In the weeks since our last update, Elizabeth has been doing well! Matt's parents came to visit over a long weekend and the extra attention (that only Grandmas can sustain for 4 days straight!) enabled Elizabeth to make huge progress in her language and gross motor development. Okay that's the "medical-ease" way of saying, she's learning all sorts of new words and phrases ("ByeBye Daddy" and "Hi Daddy" being among her favorite) signing her colors and ABCs and taking her first steps! Of course we're so proud and at the same time, SO thankful to see her doing things that we at one time didn't let ourselves dream about.
Her feeding is improved as well, though in the last week it's taken a downturn, and she's gagging on almost everything I give her. Ugh! It's the roller coaster that I never become fully accustomed to. SUSTAINED forward progress is what I want, but 2 steps forward...1 and sometimes 3 steps back, is what we get, and I still struggle not to feel defeated every time I see that backward slide.
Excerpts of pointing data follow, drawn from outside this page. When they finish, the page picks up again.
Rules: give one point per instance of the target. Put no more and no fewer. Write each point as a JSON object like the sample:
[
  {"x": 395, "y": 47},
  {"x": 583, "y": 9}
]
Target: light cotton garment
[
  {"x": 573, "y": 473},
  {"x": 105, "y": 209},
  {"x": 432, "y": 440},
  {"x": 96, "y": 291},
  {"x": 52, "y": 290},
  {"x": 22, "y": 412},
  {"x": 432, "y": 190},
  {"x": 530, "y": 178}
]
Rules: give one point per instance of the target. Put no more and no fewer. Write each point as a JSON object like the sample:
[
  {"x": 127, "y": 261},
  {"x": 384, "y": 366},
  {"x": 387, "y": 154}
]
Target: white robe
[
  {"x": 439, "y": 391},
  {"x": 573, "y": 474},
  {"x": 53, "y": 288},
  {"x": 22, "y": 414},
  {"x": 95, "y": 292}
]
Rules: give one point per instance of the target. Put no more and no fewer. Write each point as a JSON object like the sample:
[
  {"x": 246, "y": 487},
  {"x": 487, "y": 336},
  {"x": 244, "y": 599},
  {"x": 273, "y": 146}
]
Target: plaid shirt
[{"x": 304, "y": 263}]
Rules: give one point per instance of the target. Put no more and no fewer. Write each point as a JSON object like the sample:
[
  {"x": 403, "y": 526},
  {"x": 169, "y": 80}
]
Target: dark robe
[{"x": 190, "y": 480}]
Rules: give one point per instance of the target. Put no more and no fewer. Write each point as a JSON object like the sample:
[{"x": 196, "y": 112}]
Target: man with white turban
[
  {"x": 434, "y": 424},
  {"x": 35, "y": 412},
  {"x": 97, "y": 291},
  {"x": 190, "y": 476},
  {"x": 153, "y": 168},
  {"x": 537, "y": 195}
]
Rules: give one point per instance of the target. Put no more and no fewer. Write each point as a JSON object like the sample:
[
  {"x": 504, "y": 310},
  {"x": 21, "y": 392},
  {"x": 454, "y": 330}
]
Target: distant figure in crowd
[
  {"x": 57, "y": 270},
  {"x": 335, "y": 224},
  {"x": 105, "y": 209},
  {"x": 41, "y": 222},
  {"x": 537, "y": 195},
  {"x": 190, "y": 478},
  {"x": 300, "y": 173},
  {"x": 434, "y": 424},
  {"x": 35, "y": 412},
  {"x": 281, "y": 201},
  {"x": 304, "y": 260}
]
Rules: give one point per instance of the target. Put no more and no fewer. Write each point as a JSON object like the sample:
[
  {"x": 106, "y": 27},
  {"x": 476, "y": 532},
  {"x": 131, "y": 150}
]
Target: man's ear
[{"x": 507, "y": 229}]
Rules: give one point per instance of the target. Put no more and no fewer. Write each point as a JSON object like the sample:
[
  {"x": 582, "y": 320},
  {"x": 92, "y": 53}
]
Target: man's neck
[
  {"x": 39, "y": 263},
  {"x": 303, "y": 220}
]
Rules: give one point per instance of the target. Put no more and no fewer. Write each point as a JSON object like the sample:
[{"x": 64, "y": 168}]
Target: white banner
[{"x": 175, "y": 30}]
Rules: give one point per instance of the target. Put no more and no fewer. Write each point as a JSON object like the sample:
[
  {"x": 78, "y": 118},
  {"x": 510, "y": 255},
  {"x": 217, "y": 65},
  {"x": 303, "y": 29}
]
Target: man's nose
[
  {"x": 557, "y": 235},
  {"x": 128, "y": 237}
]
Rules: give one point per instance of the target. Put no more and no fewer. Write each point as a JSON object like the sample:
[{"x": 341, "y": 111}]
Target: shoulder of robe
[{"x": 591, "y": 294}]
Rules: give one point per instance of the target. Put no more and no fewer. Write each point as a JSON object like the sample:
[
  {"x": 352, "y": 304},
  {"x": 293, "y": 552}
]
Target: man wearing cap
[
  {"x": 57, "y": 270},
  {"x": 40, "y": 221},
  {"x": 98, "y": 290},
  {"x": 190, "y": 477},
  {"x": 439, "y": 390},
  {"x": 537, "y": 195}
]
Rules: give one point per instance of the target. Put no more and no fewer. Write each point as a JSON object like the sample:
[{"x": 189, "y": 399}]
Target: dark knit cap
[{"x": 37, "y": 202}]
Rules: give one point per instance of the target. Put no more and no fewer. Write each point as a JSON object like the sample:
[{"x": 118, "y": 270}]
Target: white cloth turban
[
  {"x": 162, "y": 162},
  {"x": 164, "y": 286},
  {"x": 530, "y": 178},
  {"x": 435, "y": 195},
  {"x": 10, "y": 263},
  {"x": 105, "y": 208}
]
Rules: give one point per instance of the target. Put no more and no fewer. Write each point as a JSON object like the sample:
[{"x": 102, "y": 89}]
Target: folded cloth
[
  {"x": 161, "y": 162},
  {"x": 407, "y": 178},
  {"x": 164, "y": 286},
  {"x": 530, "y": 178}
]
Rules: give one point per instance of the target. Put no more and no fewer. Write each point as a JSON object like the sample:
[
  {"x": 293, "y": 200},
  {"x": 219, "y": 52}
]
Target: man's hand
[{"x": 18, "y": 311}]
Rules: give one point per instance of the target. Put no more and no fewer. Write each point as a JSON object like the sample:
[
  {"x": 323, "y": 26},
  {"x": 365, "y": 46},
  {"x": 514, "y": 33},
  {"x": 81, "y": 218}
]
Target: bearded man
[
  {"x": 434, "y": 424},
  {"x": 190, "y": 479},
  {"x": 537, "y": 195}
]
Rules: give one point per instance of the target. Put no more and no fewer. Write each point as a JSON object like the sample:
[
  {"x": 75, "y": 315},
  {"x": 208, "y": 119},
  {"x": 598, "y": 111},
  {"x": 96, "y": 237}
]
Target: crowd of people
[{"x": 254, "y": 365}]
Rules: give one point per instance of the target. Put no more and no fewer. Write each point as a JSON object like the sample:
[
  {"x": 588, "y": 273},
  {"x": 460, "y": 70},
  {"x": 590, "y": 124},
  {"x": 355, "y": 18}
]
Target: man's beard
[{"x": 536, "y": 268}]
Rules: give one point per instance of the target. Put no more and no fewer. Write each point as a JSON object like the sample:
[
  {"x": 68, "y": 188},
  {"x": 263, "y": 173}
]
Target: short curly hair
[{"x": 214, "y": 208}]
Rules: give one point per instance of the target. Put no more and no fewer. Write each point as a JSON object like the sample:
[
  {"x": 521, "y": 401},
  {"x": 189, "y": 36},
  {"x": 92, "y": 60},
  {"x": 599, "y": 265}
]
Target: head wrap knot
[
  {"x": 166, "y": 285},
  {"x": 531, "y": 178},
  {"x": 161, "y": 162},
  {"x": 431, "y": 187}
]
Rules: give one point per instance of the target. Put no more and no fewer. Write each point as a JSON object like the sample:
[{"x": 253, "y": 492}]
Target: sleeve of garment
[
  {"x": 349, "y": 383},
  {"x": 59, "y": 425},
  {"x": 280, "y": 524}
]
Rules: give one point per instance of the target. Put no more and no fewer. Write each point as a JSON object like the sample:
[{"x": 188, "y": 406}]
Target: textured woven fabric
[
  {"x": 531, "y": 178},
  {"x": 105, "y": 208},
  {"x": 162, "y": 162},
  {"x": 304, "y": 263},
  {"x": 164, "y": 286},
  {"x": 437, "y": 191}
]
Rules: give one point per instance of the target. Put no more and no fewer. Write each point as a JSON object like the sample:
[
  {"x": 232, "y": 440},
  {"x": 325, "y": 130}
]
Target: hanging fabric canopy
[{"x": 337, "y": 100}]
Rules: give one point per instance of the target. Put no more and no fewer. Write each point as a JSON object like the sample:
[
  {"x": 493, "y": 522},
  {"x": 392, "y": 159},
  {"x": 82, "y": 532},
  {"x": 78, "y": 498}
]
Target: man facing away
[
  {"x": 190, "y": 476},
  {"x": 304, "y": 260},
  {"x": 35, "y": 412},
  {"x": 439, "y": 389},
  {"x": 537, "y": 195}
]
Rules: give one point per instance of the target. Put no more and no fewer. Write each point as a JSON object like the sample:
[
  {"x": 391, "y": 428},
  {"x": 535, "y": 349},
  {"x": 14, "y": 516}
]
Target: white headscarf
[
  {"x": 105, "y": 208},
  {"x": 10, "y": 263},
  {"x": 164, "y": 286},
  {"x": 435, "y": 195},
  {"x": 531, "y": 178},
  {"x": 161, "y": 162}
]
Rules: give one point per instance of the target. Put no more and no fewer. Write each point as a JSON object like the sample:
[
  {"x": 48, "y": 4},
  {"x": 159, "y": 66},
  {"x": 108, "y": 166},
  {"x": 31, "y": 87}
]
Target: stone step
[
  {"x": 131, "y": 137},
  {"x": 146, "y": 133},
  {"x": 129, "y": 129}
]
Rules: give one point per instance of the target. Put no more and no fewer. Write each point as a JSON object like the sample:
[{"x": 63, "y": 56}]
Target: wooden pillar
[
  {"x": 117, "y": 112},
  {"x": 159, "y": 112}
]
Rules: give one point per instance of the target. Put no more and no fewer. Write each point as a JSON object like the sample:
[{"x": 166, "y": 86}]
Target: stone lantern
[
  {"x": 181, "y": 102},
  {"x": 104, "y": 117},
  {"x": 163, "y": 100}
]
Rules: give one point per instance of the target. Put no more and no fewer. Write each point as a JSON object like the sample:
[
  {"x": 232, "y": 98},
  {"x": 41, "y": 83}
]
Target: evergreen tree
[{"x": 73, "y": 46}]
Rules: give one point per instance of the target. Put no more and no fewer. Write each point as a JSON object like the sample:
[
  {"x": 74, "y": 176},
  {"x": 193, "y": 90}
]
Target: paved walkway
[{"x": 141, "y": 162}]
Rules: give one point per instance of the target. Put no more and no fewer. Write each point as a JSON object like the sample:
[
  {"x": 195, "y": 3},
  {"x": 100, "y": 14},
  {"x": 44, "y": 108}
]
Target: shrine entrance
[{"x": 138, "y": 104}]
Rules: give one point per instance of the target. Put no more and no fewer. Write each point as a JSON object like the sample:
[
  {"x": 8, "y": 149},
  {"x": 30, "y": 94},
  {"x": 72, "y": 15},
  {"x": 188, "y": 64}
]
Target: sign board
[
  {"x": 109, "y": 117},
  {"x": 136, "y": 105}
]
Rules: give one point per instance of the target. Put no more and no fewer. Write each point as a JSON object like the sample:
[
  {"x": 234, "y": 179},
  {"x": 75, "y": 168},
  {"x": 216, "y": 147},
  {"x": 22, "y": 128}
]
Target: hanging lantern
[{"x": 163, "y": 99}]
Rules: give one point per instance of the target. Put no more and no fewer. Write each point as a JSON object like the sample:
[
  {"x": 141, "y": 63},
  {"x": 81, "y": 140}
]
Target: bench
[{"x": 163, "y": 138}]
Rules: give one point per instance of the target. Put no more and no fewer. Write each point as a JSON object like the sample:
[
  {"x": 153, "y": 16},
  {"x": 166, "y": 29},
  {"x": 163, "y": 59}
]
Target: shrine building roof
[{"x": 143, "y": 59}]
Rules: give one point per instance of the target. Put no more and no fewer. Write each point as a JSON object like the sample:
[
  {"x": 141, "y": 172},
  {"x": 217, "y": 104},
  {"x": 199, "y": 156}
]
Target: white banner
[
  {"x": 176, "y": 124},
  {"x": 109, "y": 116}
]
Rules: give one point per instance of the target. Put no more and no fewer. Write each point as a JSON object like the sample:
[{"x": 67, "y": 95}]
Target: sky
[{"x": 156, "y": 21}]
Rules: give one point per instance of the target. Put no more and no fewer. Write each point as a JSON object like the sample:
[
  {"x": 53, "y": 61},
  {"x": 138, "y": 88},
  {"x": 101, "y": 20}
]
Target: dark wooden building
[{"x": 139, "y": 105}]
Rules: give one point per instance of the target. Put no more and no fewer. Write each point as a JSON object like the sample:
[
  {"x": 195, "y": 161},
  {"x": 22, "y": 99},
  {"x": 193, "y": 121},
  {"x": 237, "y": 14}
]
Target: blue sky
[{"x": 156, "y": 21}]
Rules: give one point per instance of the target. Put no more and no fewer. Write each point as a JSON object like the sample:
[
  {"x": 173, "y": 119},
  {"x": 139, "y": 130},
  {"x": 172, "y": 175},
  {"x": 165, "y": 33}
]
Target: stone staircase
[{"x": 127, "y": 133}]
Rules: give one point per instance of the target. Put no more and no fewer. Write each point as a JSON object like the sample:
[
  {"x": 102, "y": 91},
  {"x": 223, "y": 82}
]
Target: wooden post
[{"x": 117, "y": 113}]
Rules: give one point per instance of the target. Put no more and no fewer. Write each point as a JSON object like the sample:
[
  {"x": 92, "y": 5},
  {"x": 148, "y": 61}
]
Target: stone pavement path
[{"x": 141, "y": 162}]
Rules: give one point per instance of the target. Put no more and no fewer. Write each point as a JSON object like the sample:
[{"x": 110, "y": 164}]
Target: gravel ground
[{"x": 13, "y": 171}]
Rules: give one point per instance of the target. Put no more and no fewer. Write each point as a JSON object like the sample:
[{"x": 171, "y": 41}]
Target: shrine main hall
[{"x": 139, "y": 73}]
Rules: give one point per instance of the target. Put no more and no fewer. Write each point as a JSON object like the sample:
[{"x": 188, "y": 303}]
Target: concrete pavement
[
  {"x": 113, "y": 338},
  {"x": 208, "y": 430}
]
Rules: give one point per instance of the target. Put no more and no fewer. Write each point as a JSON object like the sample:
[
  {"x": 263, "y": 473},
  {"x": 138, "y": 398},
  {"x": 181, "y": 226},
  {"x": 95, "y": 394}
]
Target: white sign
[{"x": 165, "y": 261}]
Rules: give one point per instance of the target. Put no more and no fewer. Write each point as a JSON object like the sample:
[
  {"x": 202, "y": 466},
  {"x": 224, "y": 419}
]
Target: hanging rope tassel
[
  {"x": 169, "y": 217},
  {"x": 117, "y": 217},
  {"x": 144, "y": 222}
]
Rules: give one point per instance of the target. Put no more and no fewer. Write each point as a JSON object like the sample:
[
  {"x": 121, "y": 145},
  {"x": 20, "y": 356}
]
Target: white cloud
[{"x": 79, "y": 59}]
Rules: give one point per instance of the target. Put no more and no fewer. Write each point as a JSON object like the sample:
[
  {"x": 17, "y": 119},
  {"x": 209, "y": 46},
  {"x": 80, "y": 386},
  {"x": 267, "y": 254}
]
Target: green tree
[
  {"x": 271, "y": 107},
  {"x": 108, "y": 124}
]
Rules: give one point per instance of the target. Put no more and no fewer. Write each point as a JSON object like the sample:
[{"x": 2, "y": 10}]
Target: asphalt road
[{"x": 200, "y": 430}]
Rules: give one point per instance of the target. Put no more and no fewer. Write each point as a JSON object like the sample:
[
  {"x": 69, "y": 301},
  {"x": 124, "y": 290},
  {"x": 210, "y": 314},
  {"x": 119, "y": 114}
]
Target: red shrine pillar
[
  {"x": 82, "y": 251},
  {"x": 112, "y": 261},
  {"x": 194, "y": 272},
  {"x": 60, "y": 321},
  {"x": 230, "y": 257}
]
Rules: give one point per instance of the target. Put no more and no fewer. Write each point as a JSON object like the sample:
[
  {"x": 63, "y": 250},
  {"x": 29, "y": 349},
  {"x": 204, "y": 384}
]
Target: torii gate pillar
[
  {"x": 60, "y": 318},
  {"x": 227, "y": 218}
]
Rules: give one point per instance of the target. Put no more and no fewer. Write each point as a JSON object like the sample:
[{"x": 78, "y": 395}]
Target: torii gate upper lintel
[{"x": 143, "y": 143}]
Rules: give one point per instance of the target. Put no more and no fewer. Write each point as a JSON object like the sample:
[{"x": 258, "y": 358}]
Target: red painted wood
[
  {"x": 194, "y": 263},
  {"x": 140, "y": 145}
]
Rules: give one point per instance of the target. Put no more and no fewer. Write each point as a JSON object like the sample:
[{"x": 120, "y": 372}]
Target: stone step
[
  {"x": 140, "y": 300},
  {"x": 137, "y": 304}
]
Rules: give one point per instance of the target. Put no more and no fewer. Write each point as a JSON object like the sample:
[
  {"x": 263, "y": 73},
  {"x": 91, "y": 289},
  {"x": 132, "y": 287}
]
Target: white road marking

Two weeks ago I had a phone consultation with the "Feeding Guru" in the Bay Area. We'd sent her video of Elizabeth eating and she was able to give me some VERY specific feedback, as well as helpful suggestions. (For the mommys on this list who have kids with feeding disorders, let me know if you want the details, I'm happy to email them out. All of her suggestions have been really successful in their application) The conversation was a total answer to prayer. I feel encouraged about what I've been doing and now have some more tools in my belt. For the time being we're going to work on implementing her suggestions, and if we reach a point where we need her help teaching Elizabeth to chew (nothing comes naturally to these kiddos...it's all a process of teaching her how to use her muscles..."waking them up" so to speak) we can schedule an intensive 5 day intervention on a visit to the Bay Area.
Finally, and the issue most immediately in need of prayer, Elizabeth's GI is eager to "deal" with the clot in her liver. Though she's still not a perfect candidate, he wants to investigate the options of a shunt to bypass the clot or a liver transplant. To that end, we'll be undergoing a CT Angiogram & Liver Biopsy at St. Louis Children's Hospital on Thursday (8/6). This will be our first time overnight at a new hospital and I'll admit, I'm a little anxious about a totally new group of people. I'll miss our VIP treatment from the folks at UCSF Children's Hospital (Michael, could you call and suggest they test her for Roto Virus so we can get a private room??) and will DEFINITELY miss the support of friends and family. We'd really appreciate your prayers for a complication-free procedure. Additionally, we don't know what is best for Elizabeth at this point. We need God to give wisdom to her Dr.s so they can make the wisest decisions in caring for her.
I'll send out an email to let you know how things go. Meanwhile, here are a few pics from our last few weeks.
Elizabeth loves to help me unload the dishwasher. Can you imagine why?? Eventually these utensils made it into the drawer.
This is the easiest way to call her grandparents these days. It's just the right size for little hands!
An Elizabeth Sandwich.
Our new Missouri license plate, and evidence that BGH Deux is growing.